Even though we feel very strongly about first step explosiveness, athletes need to be able to accelerate out 15 to 20 yards as well. This is where partner resisted running comes into play. Again using the partner based set-up, athletes alternate reps while performing linear resisted runs of 10 to 20 yards.

These are typically done using a hip attachment initially but will eventually move into a harness set up to integrate the trunk and hip.

To learn more about using bands for speed, Accelerating to the Ball is your best option.

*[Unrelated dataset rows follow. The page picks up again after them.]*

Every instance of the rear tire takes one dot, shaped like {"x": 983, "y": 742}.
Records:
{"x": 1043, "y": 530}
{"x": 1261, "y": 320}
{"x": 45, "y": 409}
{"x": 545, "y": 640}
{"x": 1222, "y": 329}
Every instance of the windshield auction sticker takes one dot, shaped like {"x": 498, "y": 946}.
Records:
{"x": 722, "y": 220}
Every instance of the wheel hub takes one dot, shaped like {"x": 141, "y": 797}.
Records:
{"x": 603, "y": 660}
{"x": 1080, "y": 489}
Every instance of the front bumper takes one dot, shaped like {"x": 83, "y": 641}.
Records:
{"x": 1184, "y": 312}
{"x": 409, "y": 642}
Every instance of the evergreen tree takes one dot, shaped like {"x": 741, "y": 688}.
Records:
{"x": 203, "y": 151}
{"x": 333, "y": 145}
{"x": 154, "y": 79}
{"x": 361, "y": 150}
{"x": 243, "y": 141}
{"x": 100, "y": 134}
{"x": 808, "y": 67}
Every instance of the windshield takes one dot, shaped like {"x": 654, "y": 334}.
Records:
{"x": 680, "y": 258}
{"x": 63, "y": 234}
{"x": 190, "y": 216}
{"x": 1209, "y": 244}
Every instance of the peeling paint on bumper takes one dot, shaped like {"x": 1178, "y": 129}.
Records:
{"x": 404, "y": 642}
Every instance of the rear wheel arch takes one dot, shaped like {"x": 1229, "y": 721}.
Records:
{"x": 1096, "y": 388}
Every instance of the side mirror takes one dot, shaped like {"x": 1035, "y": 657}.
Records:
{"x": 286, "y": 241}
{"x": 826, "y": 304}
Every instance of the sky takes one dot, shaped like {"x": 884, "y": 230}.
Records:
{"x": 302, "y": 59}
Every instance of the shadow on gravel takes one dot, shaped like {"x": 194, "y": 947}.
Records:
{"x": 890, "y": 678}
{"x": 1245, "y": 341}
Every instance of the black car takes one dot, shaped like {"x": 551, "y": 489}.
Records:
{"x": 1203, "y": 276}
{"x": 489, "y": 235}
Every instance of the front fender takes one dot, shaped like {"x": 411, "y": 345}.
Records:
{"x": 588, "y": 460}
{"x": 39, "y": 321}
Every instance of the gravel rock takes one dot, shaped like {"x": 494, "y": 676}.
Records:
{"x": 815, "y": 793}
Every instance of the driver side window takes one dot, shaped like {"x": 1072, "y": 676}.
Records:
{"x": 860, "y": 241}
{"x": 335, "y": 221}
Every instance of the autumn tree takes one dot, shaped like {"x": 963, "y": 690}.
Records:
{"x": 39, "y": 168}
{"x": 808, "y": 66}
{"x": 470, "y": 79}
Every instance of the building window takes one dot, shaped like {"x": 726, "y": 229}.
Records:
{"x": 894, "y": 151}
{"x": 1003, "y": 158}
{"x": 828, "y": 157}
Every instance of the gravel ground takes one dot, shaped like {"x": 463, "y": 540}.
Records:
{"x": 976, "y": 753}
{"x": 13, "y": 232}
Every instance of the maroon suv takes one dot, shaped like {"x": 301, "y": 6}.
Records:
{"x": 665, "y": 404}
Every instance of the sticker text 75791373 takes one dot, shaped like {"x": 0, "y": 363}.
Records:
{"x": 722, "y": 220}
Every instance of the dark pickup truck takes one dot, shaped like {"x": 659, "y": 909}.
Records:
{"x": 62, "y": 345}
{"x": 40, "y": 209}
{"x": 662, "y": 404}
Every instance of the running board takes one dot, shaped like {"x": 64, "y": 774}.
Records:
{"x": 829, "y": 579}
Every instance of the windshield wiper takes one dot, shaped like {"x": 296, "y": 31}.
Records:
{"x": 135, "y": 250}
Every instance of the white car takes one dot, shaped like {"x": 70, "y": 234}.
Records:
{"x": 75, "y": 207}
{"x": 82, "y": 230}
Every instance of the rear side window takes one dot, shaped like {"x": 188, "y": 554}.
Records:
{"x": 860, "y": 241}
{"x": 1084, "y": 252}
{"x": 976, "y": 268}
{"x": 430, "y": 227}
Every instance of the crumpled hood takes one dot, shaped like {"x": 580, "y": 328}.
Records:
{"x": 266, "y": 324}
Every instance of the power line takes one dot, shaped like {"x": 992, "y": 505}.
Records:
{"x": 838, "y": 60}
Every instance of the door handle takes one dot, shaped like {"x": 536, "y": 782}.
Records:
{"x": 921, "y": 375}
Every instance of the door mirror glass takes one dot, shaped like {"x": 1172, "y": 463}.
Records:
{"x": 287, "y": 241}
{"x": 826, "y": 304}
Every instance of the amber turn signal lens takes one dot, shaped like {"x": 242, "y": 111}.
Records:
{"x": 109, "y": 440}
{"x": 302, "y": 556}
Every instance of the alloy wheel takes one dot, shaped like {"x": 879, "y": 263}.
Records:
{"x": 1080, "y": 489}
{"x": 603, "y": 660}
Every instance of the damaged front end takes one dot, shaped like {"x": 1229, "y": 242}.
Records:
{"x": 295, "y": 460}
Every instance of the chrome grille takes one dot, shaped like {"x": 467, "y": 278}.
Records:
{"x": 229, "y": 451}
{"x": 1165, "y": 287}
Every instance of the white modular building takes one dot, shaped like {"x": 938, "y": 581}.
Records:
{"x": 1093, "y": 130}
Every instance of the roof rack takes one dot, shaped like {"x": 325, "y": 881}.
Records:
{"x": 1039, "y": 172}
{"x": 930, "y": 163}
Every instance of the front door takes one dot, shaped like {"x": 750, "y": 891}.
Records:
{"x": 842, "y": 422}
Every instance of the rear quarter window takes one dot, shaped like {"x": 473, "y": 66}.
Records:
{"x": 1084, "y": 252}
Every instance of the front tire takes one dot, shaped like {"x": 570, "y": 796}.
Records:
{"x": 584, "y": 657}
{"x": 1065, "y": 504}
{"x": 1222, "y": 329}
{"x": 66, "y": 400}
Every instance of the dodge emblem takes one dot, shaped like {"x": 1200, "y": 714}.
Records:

7. Sport Specific Training

As our athletes master many of the basic drills we have discussed, it is always fun for the athlete to work on sport specific movements that they perform every day in their sport of choice.

For example…

  • Lineman fire-outs
  • Lineman swim moves
  • Basketball posting
  • Baseball fielding
  • Block starts
  • Soccer kicks

There are tons of sport specific drills that can be implemented with resistance bands.  Honestly, your imagination and understanding of function is really the only limiting factor when it comes to creating sport specific drills.

However for high school athletes, I have a tendency to make sure we have truly mastered the basics first.  Even though sport specific training is exciting, mastering the basics will get your athletes where you want them to be at game time.


Can you imagine how much it would cost to purchase a special training tool to support performing all of these training scenarios?

Hopefully by providing this information to you, it becomes pretty much a no-brainer that resistance bands need to become a part of your off-season training program regardless of what area of focus you want to optimize with your athletes.